Any Generic Democrat Will Do! Poll Shows Unnamed Dem Beats Joe Biden in Beating Trump

Former U.S. Vice President Joe Biden delivers a keynote address regarding the future of the middle class, at the Brookings Institution, on May 8, 2018 in Washington, DC. (Photo: Mark Wilson/Getty Images)

Any Generic Democrat Will Do! Poll Shows Unnamed Dem Beats Joe Biden in Beating Trump

If election were held today, 48 percent of voters said they'd back a nameless Democratic candidate and just 35 percent would pick Trump

A new poll out Wednesday reveals that a generic Democratic candidate has a better chance than former Vice President Joe Biden of beating President Donald Trump.

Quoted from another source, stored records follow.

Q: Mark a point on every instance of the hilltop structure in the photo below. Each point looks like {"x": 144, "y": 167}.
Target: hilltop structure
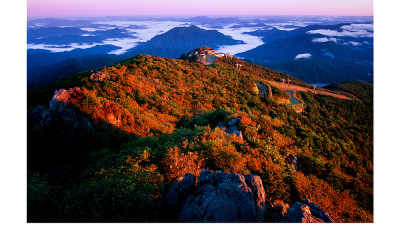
{"x": 205, "y": 55}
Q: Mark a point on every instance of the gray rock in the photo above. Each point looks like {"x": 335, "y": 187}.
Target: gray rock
{"x": 318, "y": 212}
{"x": 255, "y": 184}
{"x": 173, "y": 195}
{"x": 234, "y": 121}
{"x": 221, "y": 125}
{"x": 301, "y": 213}
{"x": 292, "y": 160}
{"x": 219, "y": 197}
{"x": 187, "y": 186}
{"x": 39, "y": 114}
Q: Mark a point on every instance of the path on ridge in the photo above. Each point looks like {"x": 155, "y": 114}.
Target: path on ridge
{"x": 299, "y": 88}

The new Morning Consult/Politico poll (pdf) shows that if the 2020 election were held today, 44 percent of voters would choose Biden, while 37 percent would pick Trump, giving the former vice president a 7-point edge.

If the choice were between re-electing Trump and a nameless Democratic candidate, however, 48 percent said they'd back the Democratic candidate and just 35 percent would pick Trump, a 13-point difference.

The online survey of 1,993 registered voters was conducted July 26-30, a week after Trump said, "I dream about Biden" being the Democratic presidential candidate in 2020 and argued that President Barack Obama "took him out of the garbage heap."

Biden, who's stressed he's "not Bernie Sanders," has said he'd announce by January whether or not he'll be running.

According toCNN analyst Harry Enten, "It's certainly conceivable that someone who isn't very liberal could win the Democratic nomination in 2020. It will be difficult, however. We saw Clinton tack to the left in 2016 because she felt the pressure on the left from Sanders. Expect the pressure to be even greater on Democrats heading into 2020."

Just ahead of her win in New York's congressional primary, Alexandria Ocasio-Cortez said it was time "to talk about the future of the Democratic Party," and argued that "what we desperately need right now are fierce advocates for economic, social, and racial justice."